A influente conspiração contínua, do adquirido sobre o inato. Vai metamorfoseando o (barro) Homem, inoculando-lhe na inocência, -“o saber de experiência feito”- a escola da vida. Assim se vai nesta complementaridade, construindo o Ego de cada um de nós.
Escrito sobre homens. Subreptíciamente vai revelando a influência da mulher, na sua desmultiplicação de: Mulher mãe, irmã, amante, companheira e amiga. Heis pois, como gato sobre brasas, “Putos, Gandulos e Guerra” transcreve: a observação -vivida- de alguém sobre o que o rodeia.
Não é este livro, pretensão literária! Mas tão somente o tentar transpor para a escrita, o sentir da vida -sofrida- do povo da Planície.
E porque não também, essa força-mulher, que foi Florbela Espanca?
Pobre de Cristo
Ó minha terra na planície rasa,
Branca de sol e cal e de luar,
Minha terra que nunca viste o mar,
Onde tenho o meu pão e a minha casa.
Minha terra de tardes sem uma asa,
Sem um bater de folhas... a dormitar...
Meu anel de rubis a flamejar,
Minha terra moirisca a arder em brasa!
Minha terra onde meu irmão nasceu
Aonde a mãe que eu tive e que morreu
Foi moça e loira, amou e foi amada!
Truz... Truz... Truz... _Eu não tenho onde me acoite,
Sou um pobre de longe, é quase noite,
Terra, quero dormir, dá-me pousada!...
Sou um sofredor!... O cordão umbilical ainda não me foi cortado.
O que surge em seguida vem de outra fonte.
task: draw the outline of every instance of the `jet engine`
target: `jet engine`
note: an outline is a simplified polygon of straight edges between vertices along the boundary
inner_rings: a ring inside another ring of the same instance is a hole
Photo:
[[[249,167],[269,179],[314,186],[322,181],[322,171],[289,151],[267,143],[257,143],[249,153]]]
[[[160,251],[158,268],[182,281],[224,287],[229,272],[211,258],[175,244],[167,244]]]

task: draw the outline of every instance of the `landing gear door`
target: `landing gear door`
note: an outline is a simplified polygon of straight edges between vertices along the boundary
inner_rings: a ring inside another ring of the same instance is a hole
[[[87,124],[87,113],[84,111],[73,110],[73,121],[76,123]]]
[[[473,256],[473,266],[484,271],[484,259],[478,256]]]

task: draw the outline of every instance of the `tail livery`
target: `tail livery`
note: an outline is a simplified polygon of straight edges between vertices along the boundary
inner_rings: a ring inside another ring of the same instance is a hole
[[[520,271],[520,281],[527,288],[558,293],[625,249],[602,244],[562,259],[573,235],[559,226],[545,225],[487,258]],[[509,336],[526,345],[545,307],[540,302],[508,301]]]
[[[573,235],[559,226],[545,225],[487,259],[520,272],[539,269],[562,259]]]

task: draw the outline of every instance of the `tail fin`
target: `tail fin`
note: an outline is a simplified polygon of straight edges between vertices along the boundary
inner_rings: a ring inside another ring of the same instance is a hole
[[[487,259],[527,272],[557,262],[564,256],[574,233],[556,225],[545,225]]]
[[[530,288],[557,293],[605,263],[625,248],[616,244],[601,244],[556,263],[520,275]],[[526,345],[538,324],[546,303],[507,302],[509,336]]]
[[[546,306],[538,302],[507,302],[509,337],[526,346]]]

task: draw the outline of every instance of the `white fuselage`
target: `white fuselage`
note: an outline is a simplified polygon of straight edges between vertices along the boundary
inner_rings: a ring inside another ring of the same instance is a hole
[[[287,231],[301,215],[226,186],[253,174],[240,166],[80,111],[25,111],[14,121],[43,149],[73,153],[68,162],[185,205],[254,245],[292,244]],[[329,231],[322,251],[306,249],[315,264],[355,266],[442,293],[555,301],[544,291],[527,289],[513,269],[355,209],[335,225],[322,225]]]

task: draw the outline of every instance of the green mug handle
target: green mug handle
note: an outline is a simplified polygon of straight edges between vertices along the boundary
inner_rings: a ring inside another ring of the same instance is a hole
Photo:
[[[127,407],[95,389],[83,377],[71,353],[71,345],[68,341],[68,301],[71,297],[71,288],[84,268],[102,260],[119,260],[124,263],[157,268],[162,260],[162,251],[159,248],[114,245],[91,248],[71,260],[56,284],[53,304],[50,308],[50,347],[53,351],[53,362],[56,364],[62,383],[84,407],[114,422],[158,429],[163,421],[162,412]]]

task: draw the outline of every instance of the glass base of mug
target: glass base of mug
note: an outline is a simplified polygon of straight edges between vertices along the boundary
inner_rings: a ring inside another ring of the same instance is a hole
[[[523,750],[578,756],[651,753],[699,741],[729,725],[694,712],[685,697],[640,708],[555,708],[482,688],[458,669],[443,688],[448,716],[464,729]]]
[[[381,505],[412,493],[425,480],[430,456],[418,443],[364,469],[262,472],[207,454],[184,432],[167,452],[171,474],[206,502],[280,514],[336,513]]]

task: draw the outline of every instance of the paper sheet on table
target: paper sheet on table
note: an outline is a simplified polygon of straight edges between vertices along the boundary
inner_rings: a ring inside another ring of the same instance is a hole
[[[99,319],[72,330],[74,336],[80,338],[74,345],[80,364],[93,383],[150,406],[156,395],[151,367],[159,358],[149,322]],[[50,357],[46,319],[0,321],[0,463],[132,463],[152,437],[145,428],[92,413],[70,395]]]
Confio que não o seja!... Sinto-me bem ligado à Terra-Mãe.
Por esse motivo, aqui trago estas folhas, as quais espero sejam o símbolo de uma aldeia una, nesta linda planície.
Assim sendo:
Este livro não é meu!
É dos que do nascer ao pôr do sol, -por magra jorna- trabalharam a terra que não era sua.
É de quem vergado sob o sol escaldante de meio do dia esgotava as forças -dádiva da magra açorda com azeitonas-, puxando pela torta, ceifando o -pão- trigo do mítico celeiro de Portugal.
Este livro é também dos e das que encharcados, sob o agreste frio e chuva do Inverno enterrando as mãos na gélida terra, apanhavam: a fonte que daria força às sopas e luz à humilde candeia.
Este livro é das mulheres escravas que após um dia de trabalho, em vez do merecido descanso, tinham ainda marido e filhos para tratar e a casa que, limpa e branquinha, lhes dava merecido orgulho!
Este livro é daqueles e daquelas que sofreram a saudade da partida e a ansiedade da chegada, dos seus mais queridos, que viram partir para a guerra!
Este livro é dos que aqui nasceram, e dos que aqui chegando criaram raízes!
Também vale a pena recordar Eugénio de Andrade:
Eu sou devedor à terra,
E a terra me está devendo.
Que a terra me pague em vida,
Que eu pago à terra em morrendo.
Este livro é vosso homens e mulheres da minha terra!
Manel Piorna, amigo do blogue, convidado e costeleta de ELVAS.